Everyday I hear of yet another company hemhorraging cash who has decided to delay yet another opportunity to generate a 3X, 5X, 7X, or 10X return because it will require a small investment of cash up-front or prevent them from reducing head-count, which is NOT a sustainable method of cost reduction. Considering that many service providers are now offering pay-per-performance models, where you don’t pay until the contract is signed or the new process is implemented, this is ludicrous! (And any company that doesn’t latch on to a guaranteed savings opportunity in this market deserves to fail.)
- Optimize the Order-to-Cash Cycle
- Review Trading Partnerships
Companies commonly lack alignment between sales teams and their finance departments, leading to ineffective development and execution of commercial terms. The elimination of non-standard terms can often lead to quick bottom line savings. - Improve Buying
Considering that a 5% reduction in costs can result in a 50% profit improvement, this should be top of every agenda. And there are dozens of service and SaaS solution providers who can help you do this with little, or no, money down. You have nothing to lose and everything to gain. - Implement a “Lean Office”

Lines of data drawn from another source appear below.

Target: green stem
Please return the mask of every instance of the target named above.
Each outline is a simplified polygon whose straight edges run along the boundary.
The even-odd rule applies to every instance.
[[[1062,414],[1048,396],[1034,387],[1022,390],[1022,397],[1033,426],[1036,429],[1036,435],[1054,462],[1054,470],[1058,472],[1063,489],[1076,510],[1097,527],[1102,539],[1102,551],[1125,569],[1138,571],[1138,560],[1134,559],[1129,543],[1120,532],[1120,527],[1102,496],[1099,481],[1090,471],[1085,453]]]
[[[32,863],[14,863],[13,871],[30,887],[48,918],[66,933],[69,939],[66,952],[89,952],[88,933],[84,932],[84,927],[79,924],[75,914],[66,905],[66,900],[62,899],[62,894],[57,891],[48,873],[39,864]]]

Eliminating low-value activities and reducing bureaucracy at the office is a quick and effective way to reduce costs and to improve responsiveness to the market. When you consider that during previous downturns, companies have reduced the size of their head offices by 15 percent to 25 percent without a noticeable loss of performance, there are probably numerous savings opportunities that can be realized by better processes and technology. - Improve Productivity
Not only will this improve cost efficiency, but it will increase customer satisfaction, which is critical to retaining profitable customers in the current economy.